We look to see what would be the result of any other holding by this court. It would simply mean that, when the rural electric company has entered a territory not profitable enough to attract cities or private companies, and has developed the area with money furnished by the Federal Government to these non-profit companies to a point that it has become profitable, their business could be gradually taken from them and all chance of ever repaying the Federal Government would be gone. This result does not sound like equity to the writer. It would also mean that the Congress of the United States in creating the Rural Electrification Authority planted the germ in the legislation that would mean its ultimate destruction. Even in these fast-moving, modern times I do not believe it was the intention of the Congress to play with the taxpayers' money in this fast and loose manner.

The territory here involved was clearly rural when entered *856 into by the rural electric company, and when taken into the city, the city did so with full knowledge that the rural electric company was operating in the territory. It seems to me that the judgment of the trial court, leaving both parties to operate in this particular territory on a free competitive basis, is the only judgment that could have provided equity for all parties concerned. It is my opinion that courts should encourage and not prevent competition.
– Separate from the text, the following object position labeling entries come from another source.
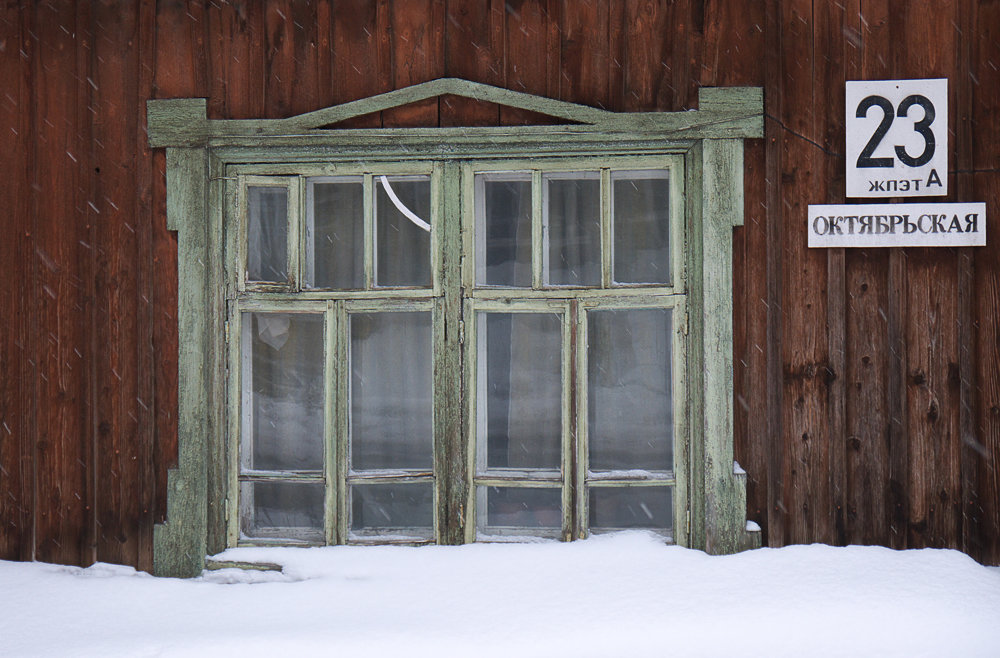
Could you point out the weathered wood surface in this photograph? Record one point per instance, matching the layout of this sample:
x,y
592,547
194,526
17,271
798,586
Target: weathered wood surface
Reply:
x,y
867,382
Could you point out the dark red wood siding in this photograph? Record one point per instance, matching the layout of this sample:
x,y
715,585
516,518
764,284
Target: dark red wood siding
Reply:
x,y
867,381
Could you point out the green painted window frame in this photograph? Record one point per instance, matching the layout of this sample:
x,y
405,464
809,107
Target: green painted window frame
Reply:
x,y
208,163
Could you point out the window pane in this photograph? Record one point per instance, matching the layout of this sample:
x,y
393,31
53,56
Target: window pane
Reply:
x,y
391,386
283,385
336,235
631,507
641,209
573,228
275,508
387,506
504,226
519,507
403,249
520,389
267,234
629,406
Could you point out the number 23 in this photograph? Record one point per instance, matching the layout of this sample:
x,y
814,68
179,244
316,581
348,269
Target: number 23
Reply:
x,y
865,160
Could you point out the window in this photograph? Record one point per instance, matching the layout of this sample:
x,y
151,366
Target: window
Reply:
x,y
454,335
572,332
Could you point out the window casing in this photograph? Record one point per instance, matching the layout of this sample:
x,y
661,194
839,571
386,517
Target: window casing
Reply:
x,y
214,166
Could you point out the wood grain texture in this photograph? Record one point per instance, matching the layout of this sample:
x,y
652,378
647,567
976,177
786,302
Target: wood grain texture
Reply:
x,y
857,351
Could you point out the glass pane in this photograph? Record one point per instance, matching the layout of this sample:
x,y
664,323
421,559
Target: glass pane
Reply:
x,y
283,385
631,507
391,390
336,235
573,228
274,508
641,206
629,406
403,247
267,234
518,507
520,389
386,506
504,226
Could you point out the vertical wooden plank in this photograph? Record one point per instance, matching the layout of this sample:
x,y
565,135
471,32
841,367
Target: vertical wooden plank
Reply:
x,y
648,55
417,34
16,400
236,52
803,302
64,352
532,55
982,505
146,356
777,513
111,95
283,89
962,166
362,54
178,72
585,53
734,55
832,22
932,354
473,42
874,420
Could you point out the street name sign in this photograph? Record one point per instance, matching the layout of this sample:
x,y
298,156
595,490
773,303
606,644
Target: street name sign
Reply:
x,y
898,225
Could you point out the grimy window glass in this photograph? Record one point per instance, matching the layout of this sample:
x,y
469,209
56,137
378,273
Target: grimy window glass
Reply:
x,y
267,233
283,391
641,225
521,401
572,228
402,231
503,229
391,391
335,236
630,417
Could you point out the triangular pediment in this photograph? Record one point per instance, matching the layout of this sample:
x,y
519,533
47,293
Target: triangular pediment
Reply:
x,y
476,91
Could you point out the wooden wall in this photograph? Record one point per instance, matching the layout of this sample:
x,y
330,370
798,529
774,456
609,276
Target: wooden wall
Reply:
x,y
868,381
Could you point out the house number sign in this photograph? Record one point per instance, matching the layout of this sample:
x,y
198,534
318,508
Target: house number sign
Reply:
x,y
897,138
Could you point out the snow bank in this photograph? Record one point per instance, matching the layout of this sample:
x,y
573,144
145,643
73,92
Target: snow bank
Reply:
x,y
626,594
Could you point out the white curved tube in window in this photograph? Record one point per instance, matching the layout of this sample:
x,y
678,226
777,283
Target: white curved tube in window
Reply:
x,y
402,208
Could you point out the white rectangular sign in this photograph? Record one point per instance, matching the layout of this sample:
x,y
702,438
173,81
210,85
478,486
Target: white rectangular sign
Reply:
x,y
898,225
897,138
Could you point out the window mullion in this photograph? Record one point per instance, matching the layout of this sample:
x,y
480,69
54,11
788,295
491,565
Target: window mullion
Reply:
x,y
581,458
607,230
341,384
539,234
330,473
368,208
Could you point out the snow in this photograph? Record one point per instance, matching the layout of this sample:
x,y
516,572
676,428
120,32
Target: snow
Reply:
x,y
613,595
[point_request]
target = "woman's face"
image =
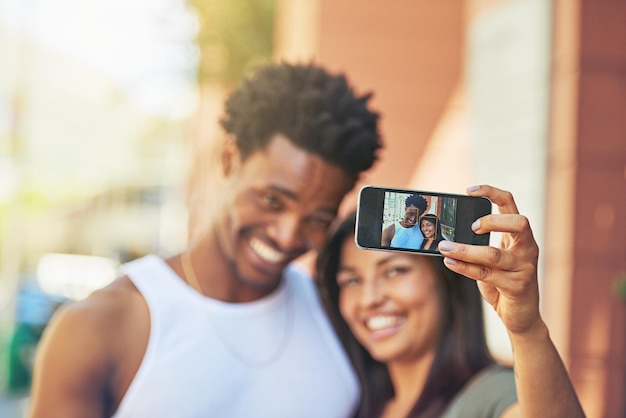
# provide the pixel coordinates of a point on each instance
(428, 228)
(390, 302)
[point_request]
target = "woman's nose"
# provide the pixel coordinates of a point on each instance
(372, 293)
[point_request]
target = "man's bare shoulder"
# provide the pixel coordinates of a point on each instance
(83, 353)
(103, 306)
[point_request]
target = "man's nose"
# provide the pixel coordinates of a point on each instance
(288, 232)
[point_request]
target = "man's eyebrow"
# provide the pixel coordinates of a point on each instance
(284, 191)
(293, 196)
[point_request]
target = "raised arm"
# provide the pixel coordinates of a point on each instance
(507, 279)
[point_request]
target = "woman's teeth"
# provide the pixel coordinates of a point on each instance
(380, 322)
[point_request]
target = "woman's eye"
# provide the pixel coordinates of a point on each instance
(396, 270)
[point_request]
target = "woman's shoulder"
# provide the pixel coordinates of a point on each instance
(487, 395)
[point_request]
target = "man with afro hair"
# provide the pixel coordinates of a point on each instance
(230, 327)
(405, 234)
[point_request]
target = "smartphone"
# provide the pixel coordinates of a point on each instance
(415, 221)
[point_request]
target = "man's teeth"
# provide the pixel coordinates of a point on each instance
(380, 322)
(266, 252)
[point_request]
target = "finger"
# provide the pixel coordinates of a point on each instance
(483, 258)
(502, 198)
(514, 224)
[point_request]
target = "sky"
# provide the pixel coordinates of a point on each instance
(146, 47)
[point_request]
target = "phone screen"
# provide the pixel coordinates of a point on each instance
(416, 221)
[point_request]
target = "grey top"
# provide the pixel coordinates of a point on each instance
(487, 395)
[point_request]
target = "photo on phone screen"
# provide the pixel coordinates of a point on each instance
(416, 221)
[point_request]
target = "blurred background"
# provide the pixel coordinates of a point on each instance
(108, 128)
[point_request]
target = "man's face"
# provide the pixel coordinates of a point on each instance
(410, 216)
(281, 202)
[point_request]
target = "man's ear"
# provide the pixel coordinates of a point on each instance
(231, 157)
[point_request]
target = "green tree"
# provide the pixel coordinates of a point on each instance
(234, 36)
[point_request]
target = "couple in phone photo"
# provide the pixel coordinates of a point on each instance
(417, 229)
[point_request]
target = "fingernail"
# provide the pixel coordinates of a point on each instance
(450, 261)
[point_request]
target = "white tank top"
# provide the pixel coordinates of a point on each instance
(407, 237)
(274, 357)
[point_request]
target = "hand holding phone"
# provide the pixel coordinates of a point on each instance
(416, 221)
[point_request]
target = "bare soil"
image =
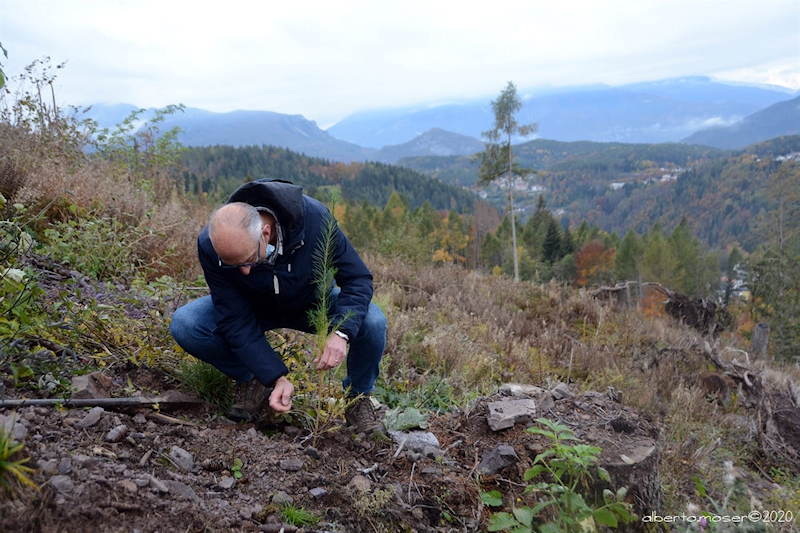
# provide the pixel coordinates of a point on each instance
(121, 473)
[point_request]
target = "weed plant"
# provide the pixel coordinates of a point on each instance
(297, 516)
(208, 383)
(13, 470)
(568, 469)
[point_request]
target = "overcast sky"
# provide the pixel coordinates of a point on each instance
(327, 59)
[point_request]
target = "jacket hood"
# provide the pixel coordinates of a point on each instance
(282, 197)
2. In addition to what has been said above, it appears from a reading of the Electric Membership Act (Ga. L. 1937, p. 644) that the terms of the act settle the question here presented. Section 2 of the act defines various terms used in the act, and division 8 of this section reads as follows: "`Rural Area means any area not included within the boundaries of any incorporated or unincorporated city, town, or village, having a population in excess of 1,500 inhabitants, according to the last Federal census, and includes both the farm and non-farm population." It will be noted that the General Assembly in defining "Rural area" tied it down to the population according to the census of 1930. This being true, under the very terms of the act itself, the territory here in question is now a "rural area" as that term is defined in the act, supra. This could have been done by the General Assembly for no other reason than to prevent co-operative, non-profit electric companies from being pushed out of territory they had developed, just as is sought to be done in this case.

I am authorized to say that Candler, Justice, concurs in this dissert.